Figure 1 shows the standard deviation of closing daily prices for each contract from February 2018 through July 2024. For instance, the last observation is the standard deviation of all of the daily closing prices for the July 2024 contract. It is clear that LH futures have indeed been more volatile than they once were but it appears that the volatility has declined since 2022. I’m not surprised that volatility exploded in 2020 due to COVID issues or, for that matter, that the 2020 volatility poured over into 2021. I am a bit surprised that it has dropped back into the 2018-2019 range but it has.
And considering the higher absolute value of LH futures prices, volatility has declined even farther. Figure 2 shows the coefficient of variation (COV = standard deviation / average) for each contract since February 2018. This measure puts volatility below the 2018-2019 level since the beginning of 2023. A key driver of the lower COV is higher LH futures prices since February 2022
Issue No. 2: Lean hogs futures prices do not predict hog prices as well as they once did
There is some truth to this one but we need to consider just what is being predicted and, even more important, whether traders are really thinking about a predicted price at all.

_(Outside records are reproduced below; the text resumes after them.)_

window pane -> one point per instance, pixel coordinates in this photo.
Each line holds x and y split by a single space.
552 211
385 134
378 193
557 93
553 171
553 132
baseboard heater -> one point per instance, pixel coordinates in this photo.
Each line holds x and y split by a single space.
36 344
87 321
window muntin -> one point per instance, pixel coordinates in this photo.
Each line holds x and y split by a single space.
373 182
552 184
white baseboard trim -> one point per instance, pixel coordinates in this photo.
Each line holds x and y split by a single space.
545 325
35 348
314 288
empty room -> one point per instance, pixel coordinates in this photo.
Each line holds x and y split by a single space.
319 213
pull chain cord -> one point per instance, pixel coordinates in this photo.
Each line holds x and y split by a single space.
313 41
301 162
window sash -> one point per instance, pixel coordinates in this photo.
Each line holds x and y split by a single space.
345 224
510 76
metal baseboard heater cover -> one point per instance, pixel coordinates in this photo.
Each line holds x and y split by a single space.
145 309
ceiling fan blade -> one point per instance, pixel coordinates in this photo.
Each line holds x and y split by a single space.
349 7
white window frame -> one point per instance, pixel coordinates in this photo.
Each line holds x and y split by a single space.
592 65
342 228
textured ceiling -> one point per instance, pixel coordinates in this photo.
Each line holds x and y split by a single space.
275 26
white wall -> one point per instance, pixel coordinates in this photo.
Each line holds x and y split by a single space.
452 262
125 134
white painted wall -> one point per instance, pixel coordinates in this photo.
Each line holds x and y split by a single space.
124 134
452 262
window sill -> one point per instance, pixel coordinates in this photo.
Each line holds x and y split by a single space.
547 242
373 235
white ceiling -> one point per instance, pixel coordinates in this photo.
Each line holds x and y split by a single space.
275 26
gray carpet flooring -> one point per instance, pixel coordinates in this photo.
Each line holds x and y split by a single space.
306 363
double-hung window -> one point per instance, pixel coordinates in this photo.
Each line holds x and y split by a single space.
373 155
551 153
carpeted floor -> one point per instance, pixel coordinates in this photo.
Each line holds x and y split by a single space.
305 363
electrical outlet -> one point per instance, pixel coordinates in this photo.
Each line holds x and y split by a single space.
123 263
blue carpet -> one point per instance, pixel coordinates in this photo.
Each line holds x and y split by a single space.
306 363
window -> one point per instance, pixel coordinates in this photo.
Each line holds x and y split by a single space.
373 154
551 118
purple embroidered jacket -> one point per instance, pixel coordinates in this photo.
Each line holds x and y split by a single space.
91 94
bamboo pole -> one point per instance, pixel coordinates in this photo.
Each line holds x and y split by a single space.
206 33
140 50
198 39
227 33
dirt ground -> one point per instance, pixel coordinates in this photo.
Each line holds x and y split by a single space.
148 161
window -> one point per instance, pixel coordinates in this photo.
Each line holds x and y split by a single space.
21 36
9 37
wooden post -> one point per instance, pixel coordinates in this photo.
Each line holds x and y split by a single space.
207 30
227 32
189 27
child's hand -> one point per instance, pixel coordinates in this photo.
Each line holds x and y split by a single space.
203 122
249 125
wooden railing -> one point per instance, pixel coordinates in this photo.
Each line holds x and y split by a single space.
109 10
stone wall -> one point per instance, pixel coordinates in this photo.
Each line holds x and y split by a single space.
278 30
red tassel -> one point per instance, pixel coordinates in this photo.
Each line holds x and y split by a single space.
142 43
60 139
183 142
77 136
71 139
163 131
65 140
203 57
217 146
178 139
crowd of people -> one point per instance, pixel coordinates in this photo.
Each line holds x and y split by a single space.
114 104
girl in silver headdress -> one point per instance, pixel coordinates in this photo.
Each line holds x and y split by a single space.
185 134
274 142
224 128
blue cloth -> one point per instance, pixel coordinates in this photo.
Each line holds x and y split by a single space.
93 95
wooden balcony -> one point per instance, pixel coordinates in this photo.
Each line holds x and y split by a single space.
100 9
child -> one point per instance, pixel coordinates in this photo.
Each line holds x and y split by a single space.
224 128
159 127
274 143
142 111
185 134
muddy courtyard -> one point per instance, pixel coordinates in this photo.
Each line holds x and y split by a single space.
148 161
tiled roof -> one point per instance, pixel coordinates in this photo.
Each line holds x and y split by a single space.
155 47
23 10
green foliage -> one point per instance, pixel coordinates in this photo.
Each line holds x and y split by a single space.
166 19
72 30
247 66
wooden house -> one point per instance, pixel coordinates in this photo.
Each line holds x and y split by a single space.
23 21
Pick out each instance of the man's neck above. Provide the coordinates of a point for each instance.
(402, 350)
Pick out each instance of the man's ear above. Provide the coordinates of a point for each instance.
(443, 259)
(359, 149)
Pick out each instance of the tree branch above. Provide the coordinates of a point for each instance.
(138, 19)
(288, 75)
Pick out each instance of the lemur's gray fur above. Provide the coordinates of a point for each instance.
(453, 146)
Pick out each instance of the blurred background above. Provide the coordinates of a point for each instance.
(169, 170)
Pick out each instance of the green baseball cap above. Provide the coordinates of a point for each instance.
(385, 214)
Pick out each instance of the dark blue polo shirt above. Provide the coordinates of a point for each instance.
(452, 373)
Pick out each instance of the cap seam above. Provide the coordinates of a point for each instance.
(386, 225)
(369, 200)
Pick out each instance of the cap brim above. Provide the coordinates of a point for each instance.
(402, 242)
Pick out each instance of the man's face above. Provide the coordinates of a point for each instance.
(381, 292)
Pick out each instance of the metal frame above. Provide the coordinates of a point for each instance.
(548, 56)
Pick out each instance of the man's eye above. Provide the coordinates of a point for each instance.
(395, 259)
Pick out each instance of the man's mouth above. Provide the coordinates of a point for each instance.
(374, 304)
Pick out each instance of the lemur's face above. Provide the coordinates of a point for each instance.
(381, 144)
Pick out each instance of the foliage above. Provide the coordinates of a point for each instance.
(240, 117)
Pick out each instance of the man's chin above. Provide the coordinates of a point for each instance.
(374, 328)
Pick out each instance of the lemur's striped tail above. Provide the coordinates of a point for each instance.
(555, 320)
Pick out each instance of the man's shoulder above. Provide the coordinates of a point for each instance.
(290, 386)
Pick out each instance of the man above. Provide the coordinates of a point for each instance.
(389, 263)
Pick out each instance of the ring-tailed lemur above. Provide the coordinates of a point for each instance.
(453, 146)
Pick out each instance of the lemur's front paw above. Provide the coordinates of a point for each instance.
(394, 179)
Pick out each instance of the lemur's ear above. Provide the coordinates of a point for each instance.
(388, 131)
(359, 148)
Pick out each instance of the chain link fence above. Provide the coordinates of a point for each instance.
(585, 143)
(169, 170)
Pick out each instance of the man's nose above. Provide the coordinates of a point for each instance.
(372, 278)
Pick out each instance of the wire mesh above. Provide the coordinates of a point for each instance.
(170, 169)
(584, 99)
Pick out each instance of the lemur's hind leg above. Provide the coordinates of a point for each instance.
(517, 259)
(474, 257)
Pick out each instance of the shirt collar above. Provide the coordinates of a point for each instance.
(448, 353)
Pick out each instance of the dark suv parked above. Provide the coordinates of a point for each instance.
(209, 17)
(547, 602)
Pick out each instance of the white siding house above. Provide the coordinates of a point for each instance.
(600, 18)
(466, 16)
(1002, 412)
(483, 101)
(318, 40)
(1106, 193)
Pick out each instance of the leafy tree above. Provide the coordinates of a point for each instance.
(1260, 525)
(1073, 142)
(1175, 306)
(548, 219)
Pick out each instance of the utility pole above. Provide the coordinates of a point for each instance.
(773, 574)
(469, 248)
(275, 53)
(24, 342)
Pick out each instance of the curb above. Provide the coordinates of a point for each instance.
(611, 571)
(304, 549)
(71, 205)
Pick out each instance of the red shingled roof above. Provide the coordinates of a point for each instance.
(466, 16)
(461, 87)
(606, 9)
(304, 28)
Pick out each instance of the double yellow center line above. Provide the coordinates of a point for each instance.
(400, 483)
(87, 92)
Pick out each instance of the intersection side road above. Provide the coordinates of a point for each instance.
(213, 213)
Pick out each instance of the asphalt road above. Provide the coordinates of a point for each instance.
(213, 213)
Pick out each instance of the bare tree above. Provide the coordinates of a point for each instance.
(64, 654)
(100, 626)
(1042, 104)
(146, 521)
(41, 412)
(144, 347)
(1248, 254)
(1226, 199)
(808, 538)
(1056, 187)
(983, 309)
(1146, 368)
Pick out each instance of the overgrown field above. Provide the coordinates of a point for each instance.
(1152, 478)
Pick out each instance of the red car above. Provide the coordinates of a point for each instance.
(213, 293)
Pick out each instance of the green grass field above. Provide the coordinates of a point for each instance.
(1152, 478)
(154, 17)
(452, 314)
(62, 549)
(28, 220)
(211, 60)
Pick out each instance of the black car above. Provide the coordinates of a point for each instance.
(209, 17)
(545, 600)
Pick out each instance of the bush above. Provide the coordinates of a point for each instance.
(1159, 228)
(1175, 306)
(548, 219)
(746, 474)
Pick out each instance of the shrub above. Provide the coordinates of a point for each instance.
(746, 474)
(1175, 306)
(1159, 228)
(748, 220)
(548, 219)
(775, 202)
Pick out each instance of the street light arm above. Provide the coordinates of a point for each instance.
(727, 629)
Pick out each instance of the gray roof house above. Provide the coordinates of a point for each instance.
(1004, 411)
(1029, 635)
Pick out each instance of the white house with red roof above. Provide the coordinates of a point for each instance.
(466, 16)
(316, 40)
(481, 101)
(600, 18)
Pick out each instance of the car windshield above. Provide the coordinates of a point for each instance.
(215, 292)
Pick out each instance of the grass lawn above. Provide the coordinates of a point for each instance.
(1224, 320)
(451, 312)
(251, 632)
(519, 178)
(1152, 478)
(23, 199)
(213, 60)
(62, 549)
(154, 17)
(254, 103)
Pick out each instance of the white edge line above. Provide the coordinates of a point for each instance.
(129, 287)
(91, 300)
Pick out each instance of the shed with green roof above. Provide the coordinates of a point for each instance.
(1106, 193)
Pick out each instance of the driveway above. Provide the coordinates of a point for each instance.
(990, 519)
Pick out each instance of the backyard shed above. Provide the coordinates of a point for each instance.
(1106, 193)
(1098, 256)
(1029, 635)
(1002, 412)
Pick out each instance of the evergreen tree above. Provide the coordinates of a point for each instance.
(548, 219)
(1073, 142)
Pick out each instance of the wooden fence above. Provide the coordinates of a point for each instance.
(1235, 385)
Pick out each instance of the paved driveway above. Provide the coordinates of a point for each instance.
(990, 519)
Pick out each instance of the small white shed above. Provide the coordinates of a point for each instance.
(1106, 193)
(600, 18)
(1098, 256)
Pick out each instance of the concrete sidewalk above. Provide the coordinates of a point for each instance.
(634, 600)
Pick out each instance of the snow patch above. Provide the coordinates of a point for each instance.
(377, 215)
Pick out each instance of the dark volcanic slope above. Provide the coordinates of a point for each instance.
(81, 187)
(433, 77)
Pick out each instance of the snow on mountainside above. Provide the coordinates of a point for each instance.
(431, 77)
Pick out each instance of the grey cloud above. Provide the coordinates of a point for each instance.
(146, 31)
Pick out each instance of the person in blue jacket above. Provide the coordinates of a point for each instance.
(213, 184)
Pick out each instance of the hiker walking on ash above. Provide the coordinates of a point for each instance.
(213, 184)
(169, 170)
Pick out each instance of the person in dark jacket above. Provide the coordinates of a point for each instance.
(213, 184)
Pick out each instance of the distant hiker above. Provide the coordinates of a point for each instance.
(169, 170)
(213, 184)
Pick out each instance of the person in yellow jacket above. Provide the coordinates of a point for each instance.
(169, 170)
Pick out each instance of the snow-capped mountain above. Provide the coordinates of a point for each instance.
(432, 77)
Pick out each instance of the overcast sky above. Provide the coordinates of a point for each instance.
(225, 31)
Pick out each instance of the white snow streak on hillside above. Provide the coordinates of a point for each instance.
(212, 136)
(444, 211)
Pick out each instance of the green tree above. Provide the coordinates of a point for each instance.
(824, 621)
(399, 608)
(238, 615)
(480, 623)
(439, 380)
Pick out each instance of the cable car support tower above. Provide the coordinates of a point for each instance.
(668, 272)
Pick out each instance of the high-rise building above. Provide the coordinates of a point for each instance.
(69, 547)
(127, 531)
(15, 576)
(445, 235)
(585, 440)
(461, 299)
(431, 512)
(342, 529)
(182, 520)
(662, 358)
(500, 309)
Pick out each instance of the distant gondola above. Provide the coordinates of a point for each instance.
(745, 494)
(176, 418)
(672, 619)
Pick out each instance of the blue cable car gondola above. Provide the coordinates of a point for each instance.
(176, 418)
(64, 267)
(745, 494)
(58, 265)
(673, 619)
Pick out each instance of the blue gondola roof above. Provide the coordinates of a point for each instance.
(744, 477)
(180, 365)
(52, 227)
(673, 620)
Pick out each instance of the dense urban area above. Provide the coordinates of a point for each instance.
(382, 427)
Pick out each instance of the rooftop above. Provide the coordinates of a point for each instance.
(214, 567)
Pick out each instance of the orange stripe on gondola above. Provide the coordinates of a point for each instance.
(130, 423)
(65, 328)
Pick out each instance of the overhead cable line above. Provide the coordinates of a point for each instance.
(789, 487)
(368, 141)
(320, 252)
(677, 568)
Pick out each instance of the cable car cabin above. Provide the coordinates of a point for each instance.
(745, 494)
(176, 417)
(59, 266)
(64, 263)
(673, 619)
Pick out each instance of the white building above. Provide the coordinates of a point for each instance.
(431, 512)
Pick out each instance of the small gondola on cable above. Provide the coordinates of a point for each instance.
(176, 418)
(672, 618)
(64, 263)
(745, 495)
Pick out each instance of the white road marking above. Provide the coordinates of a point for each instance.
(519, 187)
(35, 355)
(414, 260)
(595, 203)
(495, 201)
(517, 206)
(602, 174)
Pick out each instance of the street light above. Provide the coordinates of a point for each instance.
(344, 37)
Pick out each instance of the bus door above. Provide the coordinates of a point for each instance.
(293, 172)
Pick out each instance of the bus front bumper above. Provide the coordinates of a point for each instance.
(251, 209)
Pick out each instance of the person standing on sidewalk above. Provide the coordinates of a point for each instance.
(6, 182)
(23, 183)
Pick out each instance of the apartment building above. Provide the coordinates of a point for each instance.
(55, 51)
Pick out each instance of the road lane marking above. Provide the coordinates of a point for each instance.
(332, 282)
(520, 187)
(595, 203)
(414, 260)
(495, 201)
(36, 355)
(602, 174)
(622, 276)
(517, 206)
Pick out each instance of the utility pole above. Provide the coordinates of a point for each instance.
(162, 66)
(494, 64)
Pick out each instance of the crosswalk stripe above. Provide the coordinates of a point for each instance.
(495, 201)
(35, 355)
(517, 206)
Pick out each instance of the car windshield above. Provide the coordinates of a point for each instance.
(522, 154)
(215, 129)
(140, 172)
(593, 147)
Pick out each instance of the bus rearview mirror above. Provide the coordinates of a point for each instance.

Theoretically, the value of any LH contract on a given day would, I guess, be a predictor of the lean hog Index value on the day of contract expiration. If that is the case, this thing has performed pretty miserably.
Figure 4 shows the percentage of daily closes that are within $1/cwt of the final expiration price of each contract. It would answer the question “What percentage of daily closes actually predicted well the price that is theoretically being predicted?” And the answer is “Not very many!”